Melopoeus albostriatus, commonly known as zebra leg tarantula is a species of spider in the family Theraphosidae, found in Myanmar, Thailand, and Cambodia.

== Name ==
Its name comes from the Latin prefix albo, meaning white, and the Latin word striatus, meaning lines or striped.

== Description ==
It is a moderately large fossorial species, which spends most of its time in a burrow.

This species has white stripes going down each leg, and a white zig-zag pattern on its opisthosoma (abdomen). These patterns on a black background have earned it the common name Thai zebra tarantula. This tarantula is very skittish and defensive, and it can also be very aggressive. It is an Old World tarantula, so has no urticating hairs; its only defenses are biting and fleeing.
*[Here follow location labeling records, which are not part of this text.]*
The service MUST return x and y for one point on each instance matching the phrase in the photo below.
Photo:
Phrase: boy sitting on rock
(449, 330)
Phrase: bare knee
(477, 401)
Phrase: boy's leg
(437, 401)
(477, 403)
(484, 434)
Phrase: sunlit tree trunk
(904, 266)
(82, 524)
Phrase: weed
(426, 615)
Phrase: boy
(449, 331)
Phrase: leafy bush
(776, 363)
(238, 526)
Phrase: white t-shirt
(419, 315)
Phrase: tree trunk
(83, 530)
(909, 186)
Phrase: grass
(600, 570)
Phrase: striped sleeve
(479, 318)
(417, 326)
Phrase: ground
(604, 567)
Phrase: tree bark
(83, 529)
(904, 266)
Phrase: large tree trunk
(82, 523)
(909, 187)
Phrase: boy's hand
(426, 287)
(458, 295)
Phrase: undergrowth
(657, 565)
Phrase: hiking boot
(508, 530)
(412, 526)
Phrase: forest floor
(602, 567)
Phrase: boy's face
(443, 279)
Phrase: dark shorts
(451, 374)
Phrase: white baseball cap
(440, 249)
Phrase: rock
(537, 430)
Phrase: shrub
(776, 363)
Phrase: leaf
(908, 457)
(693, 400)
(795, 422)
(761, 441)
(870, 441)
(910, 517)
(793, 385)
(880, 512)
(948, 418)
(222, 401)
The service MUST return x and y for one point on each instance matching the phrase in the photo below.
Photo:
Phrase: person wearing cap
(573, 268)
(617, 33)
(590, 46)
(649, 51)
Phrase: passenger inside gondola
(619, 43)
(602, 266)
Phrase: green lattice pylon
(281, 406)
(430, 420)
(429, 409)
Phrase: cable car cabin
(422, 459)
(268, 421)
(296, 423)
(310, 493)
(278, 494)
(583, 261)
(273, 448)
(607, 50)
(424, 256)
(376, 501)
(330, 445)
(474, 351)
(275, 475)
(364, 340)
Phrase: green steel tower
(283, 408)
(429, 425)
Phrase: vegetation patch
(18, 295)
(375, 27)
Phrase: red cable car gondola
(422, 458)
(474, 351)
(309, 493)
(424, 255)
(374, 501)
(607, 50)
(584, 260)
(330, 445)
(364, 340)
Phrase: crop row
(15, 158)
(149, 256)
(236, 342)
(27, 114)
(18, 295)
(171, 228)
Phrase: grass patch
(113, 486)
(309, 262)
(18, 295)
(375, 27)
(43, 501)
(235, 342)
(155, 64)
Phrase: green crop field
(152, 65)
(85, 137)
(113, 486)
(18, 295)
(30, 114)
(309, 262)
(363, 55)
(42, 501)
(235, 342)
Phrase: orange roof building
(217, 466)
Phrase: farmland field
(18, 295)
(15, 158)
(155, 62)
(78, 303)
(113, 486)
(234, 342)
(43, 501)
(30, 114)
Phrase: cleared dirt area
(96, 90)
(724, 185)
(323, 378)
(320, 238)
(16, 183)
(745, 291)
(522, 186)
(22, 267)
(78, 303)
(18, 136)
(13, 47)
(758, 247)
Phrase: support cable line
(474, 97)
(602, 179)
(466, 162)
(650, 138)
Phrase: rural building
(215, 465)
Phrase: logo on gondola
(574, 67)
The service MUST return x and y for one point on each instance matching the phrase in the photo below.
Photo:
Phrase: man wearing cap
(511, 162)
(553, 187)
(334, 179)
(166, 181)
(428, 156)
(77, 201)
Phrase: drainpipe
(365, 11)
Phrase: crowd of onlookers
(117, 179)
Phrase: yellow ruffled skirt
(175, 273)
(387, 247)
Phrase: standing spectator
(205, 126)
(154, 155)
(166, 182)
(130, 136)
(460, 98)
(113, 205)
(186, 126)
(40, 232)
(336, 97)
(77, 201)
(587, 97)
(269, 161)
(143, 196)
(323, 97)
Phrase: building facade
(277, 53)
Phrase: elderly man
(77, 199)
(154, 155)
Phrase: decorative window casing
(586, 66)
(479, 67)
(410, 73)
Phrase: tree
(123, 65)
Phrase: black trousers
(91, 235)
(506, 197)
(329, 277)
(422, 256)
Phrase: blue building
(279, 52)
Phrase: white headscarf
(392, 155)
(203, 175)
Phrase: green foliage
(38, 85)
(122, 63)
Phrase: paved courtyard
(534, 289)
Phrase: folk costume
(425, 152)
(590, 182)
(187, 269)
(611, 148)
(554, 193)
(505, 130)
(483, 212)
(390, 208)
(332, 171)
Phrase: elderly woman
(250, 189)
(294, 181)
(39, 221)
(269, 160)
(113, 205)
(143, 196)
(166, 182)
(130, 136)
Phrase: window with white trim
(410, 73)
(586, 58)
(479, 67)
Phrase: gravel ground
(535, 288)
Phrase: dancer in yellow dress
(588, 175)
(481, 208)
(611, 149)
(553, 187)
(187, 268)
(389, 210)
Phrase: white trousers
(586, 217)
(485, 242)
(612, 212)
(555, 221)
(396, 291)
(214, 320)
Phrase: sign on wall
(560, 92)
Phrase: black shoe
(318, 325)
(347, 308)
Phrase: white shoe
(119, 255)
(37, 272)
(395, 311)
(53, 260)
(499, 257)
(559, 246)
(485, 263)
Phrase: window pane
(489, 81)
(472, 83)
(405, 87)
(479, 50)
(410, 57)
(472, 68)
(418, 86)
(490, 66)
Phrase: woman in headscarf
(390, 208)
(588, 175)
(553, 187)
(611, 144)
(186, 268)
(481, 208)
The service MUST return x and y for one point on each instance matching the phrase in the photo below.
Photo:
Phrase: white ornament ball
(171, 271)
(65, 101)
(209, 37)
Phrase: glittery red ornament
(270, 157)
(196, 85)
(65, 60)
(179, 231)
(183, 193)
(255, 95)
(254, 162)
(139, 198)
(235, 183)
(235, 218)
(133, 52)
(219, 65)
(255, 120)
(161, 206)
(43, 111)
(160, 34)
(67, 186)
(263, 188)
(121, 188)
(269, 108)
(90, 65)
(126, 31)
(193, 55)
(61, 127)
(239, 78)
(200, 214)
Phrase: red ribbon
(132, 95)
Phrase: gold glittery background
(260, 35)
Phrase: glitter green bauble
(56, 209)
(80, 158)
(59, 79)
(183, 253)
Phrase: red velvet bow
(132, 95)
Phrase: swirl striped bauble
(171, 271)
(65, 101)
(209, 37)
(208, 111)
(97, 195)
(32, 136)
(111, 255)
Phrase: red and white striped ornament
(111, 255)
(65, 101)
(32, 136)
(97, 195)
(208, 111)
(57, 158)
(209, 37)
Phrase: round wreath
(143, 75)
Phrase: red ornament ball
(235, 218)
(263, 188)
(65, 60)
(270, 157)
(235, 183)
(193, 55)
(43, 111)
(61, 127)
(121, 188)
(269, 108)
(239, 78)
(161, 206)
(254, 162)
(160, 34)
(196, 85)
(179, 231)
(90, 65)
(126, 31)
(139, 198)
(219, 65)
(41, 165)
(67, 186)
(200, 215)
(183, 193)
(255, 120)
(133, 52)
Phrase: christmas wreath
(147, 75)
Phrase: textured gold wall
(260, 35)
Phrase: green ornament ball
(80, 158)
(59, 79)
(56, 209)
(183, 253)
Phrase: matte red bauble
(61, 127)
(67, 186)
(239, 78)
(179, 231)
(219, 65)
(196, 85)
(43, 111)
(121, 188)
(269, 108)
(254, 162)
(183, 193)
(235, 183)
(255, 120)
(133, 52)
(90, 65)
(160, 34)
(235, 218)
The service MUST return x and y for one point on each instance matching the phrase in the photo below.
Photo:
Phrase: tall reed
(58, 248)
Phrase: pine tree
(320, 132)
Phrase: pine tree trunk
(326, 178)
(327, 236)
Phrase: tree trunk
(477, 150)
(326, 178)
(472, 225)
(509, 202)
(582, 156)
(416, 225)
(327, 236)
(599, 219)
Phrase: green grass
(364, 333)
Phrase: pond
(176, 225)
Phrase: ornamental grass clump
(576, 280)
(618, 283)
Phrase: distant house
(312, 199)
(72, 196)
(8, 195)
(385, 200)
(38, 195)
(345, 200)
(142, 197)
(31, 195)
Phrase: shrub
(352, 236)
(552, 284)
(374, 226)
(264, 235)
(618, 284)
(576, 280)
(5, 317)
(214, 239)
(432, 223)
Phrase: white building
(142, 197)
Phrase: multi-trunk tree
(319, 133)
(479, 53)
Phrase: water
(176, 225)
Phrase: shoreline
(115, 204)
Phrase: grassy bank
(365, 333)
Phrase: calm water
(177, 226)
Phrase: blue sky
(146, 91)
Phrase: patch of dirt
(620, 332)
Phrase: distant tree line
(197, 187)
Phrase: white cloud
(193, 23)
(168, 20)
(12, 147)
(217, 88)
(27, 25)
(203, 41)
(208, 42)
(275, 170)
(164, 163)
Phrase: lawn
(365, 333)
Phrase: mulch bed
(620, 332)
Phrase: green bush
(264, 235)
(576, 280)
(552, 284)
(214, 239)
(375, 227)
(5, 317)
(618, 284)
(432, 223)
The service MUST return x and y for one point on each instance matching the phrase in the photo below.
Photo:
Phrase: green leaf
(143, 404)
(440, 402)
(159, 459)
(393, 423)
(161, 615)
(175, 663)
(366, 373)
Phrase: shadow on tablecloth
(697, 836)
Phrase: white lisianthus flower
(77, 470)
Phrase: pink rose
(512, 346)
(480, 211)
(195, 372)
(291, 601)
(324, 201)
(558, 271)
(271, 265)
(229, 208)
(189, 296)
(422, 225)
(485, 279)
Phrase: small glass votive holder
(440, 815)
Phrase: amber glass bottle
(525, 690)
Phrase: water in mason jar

This tarantula is known to have more potent venom than many tarantula species, but Cyriopagopus albostriatus venom was shown in a study to have the ability to regulate activity in voltage-gated sodium channels, which are promising therapeutic targets for people with chronic pain. This suggests potential for the venom of this tarantula to be an analgesic treatment.

== As food ==
Cyriopagopus albostriatus is edible and used as food. When fried, these spiders are sold on the streets of Cambodia. Cooked correctly, C. albostriatus is high in protein.